Never ye mind, dinna answer that.” His hands tightened on the reins.
He wasn’t about to give her the opportunity to answer, knowing she would just vex him.
“My father found me to be a bit different. So, he chose my younger brother in my stead.”
She leaned forward and studied him. “What do you mean different? Your magic? Granny always said to keep quiet about the magic. People fear what they don’t understand.”
Her observation almost caused him to choke on a bitter laugh.
He shuttered the painful memories back in their tightly kept closets.
If only magic was all it was. He nearly snapped the reins in two.
Better she believe that than anything else.

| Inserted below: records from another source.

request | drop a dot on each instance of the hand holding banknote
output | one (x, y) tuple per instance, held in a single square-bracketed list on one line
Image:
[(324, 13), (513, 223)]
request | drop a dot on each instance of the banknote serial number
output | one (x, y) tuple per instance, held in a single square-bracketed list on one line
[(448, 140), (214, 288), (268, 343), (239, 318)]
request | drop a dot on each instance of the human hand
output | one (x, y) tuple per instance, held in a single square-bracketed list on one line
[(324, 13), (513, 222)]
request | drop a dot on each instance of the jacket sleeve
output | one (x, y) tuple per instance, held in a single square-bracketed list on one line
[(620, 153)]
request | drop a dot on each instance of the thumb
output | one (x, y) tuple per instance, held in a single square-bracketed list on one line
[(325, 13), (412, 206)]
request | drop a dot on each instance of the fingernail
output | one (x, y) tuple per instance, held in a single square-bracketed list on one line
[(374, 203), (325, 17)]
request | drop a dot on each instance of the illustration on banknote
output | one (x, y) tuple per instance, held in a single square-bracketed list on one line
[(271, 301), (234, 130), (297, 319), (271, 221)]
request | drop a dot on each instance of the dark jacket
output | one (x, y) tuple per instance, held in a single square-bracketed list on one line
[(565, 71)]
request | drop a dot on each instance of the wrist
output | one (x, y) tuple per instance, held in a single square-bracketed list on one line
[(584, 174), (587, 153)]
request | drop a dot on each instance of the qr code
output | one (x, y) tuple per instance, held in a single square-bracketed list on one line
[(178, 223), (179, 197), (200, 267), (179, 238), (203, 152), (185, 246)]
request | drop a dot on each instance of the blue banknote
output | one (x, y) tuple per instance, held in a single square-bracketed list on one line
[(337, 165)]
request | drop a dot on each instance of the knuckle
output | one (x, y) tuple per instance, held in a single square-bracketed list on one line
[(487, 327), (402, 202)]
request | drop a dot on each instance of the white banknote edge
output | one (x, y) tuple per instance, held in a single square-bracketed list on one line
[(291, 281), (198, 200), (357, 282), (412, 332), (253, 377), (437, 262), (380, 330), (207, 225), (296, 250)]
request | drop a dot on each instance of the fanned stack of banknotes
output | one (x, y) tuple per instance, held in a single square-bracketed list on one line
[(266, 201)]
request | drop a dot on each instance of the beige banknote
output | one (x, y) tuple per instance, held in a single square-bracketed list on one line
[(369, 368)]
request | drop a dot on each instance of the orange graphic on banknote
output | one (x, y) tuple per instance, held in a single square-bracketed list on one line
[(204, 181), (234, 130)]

She need never know the entire truth. If all went as planned, she would never see his true form.
He tipped his head and gave an acerbic snort. “Not everyone in Erastaed is capable of magic. Especially the abilities I possess. Many fear it, which seems to be a universal trait. As ye said, people fear what they dinna understand.”
She combed her fingers through the strands of Lisbet’s black mane. “You lost your birthright just because you were born gifted?” Her tone echoed with compassion. “I am so sorry. I don’t understand how a father could do that to his son.”
A stab of uneasiness clawed at his bowels.
Taggart hated a half-truth as much as a lie.
But he couldn’t help it. He wasn’t prepared to reveal all of Taroc Na Mor’s secrets, not just yet.
He hadn’t won her complete loyalty and trust. She still teetered on the edge.
As far as they had come, he couldn’t risk losing her now.
“Dinna worry yourself o’er much about it.
I am quite satisfied with my life. After all, I am the Protector of the Guardian of Taroc Na Mor.
’Tis my honor to watch over ye and help ye settle in to your new life. ”
She shook a finger at him as she eased the horse into a comfortable swaying gait up the narrow trail hugging the side of the mountain.
“I told you I am here on a trial basis only, remember? Now swivel around in your saddle there, cowboy, and let’s get on our way to this heaven on earth you’ve promised me. ”
A chilly wind howled around the skirting wall, whistling its way in from the churning sea.
An early evening mist swirled atop the choppy waves battering against the base of the gray, jagged cliffs.
The place made Hannah shiver. What secrets did the black, weather-worn stones of the castle hide?
She hugged herself, pulling her jacket tighter as she rubbed the tingling skin at her nape.
All this place needed was eerie organ music, a howling wolf, and the echo of rattling chains in the background.